Sep 06, 2020 03:49 PM EDT
How to Become a Commercial Loan Broker
Commercial loan brokers help businesses to find and secure financing to boost their operations. Loan brokering is an exciting career, as it swings open opportunities to make money and help business owners achieve their goals.
Since it’s a growing industry, you’ll have a chance to develop your commercial brokerage company. Commercial lending has risen tremendously since the 2008 housing crash, and although entrepreneurs can seek funding from credit unions and banks, these loans come with structured payment and high-interest rates. As a commercial loan broker, you can present business owners with many affordable funding options.
Before you seek employment or open your own brokerage agency, you’ll need to undergo the necessary training. Although commercial brokers don’t necessarily require any higher education or specialized degrees, it’s vital to have a robust understanding of accounting, finance, and the markets. The knowledge acquired from the course will form the foundation for starting and growing your career or business, so make sure you pick a program that will offer all the skills you need.
Make sure the money and time you invest in your education counts. The training involves various classes on subject matter such as commercial lending basics, equipment loans, construction loans, business factoring, real estate loans, and hard money loans. Besides attending classes, take time to learn by yourself. It helps to understand popular loan software platforms like LoanPro to ensure that you can create and present completed client files to lenders.
Understand the licensing requirements
In several states, It’s not mandatory to acquire a license to become a commercial loan broker. However, in the case of real estate loans, you’ll need to be licensed. As a first step, you’ll need to determine if you require a license before launching your career as a commercial loan broker to ensure you comply with your local laws. Therefore, research, investigate, and contact the states' licensing board. Although particular states require licenses for mortgage brokers, "mortgage" is defined in a limited manner to only apply to non-commercial real-estate.
As an additional precaution, you can also consult the banking industry members or your small business administration’s local branch. About 20 states mandate specific licenses, so do your due diligence instead of making assumptions. If you neglect this research, you could suffer criminal or financial penalties for operating without a license. Once you undergo a criminal background examination and fingerprints processing, these costs will fall on your shoulders. With the sanctity of your record at risk, it would be better to acquire your necessary licenses before facing a potential arrest.
Acquire work experience
Learning the position’s ins and outs from an established professional allows you access to insider knowledge of the industry, builds confidence, and gives you transferable skills like teamwork and communication. Ultimately, this mentorship will prepare you to handle the rest of your career so that you can soar with flying colors. Working in a financial institution is the most straightforward way to acquire this loan industry knowledge.

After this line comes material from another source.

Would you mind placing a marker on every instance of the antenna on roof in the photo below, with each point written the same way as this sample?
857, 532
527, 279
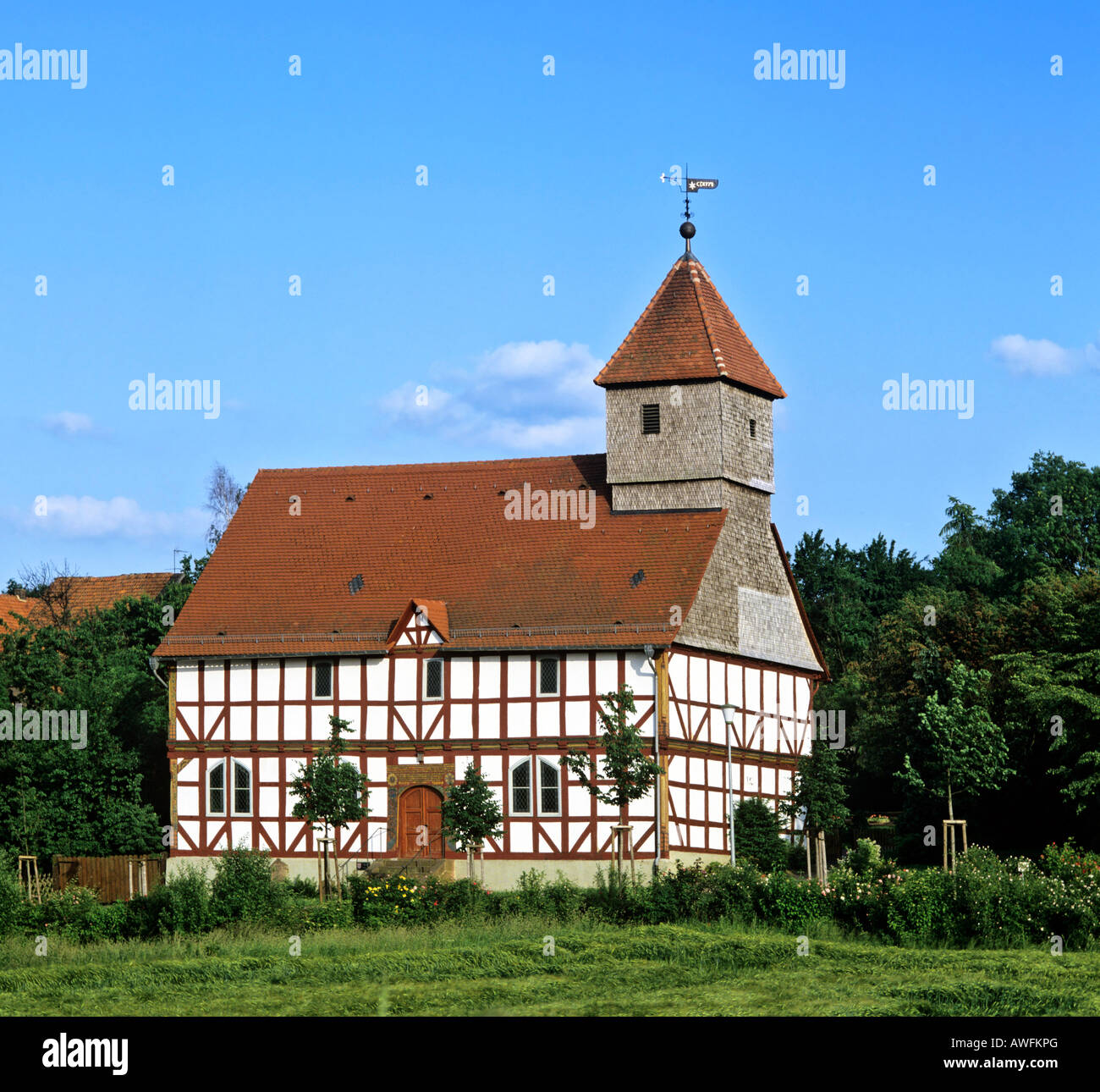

You can also search for employment in a commercial loan brokerage or with lenders and companies that employ in-house loan brokers. Remember to groom and dress professionally for interviews, as the financial industry is rather conservative and expects its applicants to adhere to a particular style guide.
Structure your commissions
You earn a commission, aka a percentage of the brokered loan total value, only when a lender agrees to a loan proposal. Although the fees typically fall between 0.5- 4 percent, they can go as high as 10%, and as the loan’s value increases, the fee’s percentage drops. Several brokers have application fees that usually range between 1000 to 2000 dollars.
Depending on the written agreement, lenders or borrowers can pay these fees. Just make sure you indicate the fee structure clearly on your broker contract.
Grow your network
Before you go out to network with potential clients, build relationships with lenders like private lenders, credit unions, and banks. Doing so ensures that you have potential lenders at your disposal when required. Take time to establish and nourish these relationships and continue to expand your network, informing loan officers that you will strive to find ideal borrowers.
Identifying the specific types of ideal borrowers for each lender will make your workload much easier to accomplish and increase your chances of satisfying your clientele. Networking is also an excellent way to market yourself as a commercial loan broker. Therefore, attend industry parties and conventions, leave your marketing materials and business cards with various companies, join civic organizations to meet industry leaders like CEOs of major companies, make cold calls, and contact potential borrowers regularly.
Like any other career, you’ll need to gradually develop your reputation as a commercial loan broker to these industry leaders. Clients expect that you are an expert on lending development and regulations, so make sure to stay informed on any new industry developments.